Purification

The treatment of wastewater coming from the territory is an important phase for BrianzAcque in the management of the water cycle that, as a final act, returns a precious resource like water to the environment, contributing to the protection of our rivers and to the improvement of the health status of their waters.

With over 70,3 million cubic metres of sewage purified and reintroduced into the watercourses, around 800,000 inhabitants served and residing in 33 municipalities, the service, concentrated in the two plants of Monza and Vimercate, are an efficient management system capable of allowing high economies of scale and the possibility of applying the most advanced technologies available on the market. Energy management, the continuous attention to the monitoring of wastewater from the territory with particular attention to production discharges, the recovery of resources, the reuse of sewage sludge and air deodorisation are all important activities that consist in the assets of our daily work aimed at minimising the impact on the environment.
 

Purification
In numbers

877,888
inhabitants served

2
purification plants
managed

66 million m3 of purified water

2
The stages of purification

The BrianzAcque purification plants require that the waste water (of civil and industrial origin) reaches the biological reactor with "activated sludge" after initially undergoing physical pre-treatment aimed at separating the solid components consisting of coarse material (through physical screening), sand (through desanding) and the oils and fats (through de-oiling) from the sewage, then subjected to a process of sedimentation of the pollutant component suspended in the sewage (primary sedimentation).

The heart of the "activated sludge" process is the biological treatment of the sewage: this treatment is carried out by micro-organisms in the form of muddy flakes in suspension in the biological oxidation tanks.

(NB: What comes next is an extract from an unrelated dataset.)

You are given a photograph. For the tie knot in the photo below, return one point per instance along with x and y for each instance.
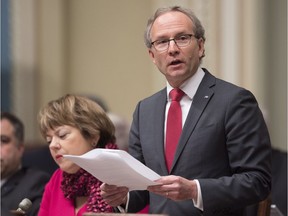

The micro-organism population (bacteria, protozoa, metazoa, rotifers, etc.) grows and reproduces continuously inside the oxidation tank thanks to the use of organic carbon and nutrients (nitrogen and phosphorus) in the wastewater to be treated.

This process of bacterial growth and reproduction makes it possible to remove the forms of pollutants dissolved in the sewage (nutrients and organic molecules) by concentrating them in the "activated sludge" made of the products of cellular metabolism and the bacterial mass.

The mixture coming out of the oxidation tank (activated sludge and treated effluent) is sent to secondary sedimentation, where the activated sludge flakes are separated from the purified effluent by decantation, which is sent for final treatment, while the sludge recirculates in the biological oxidation tank and is partly continuously extracted as a surplus sludge to be sent for treatment and disposal.

It is necessary to specify that within this process, chemical reagents are also used to assist the nutrient removal process (chemical de-phosphitylation) and that the purified effluent, before being discharged into the receiving body, undergoes tertiary filtration and disinfection treatments (by UV or peracetic acid dosage), the latter being necessary to remove the residual bacterial load.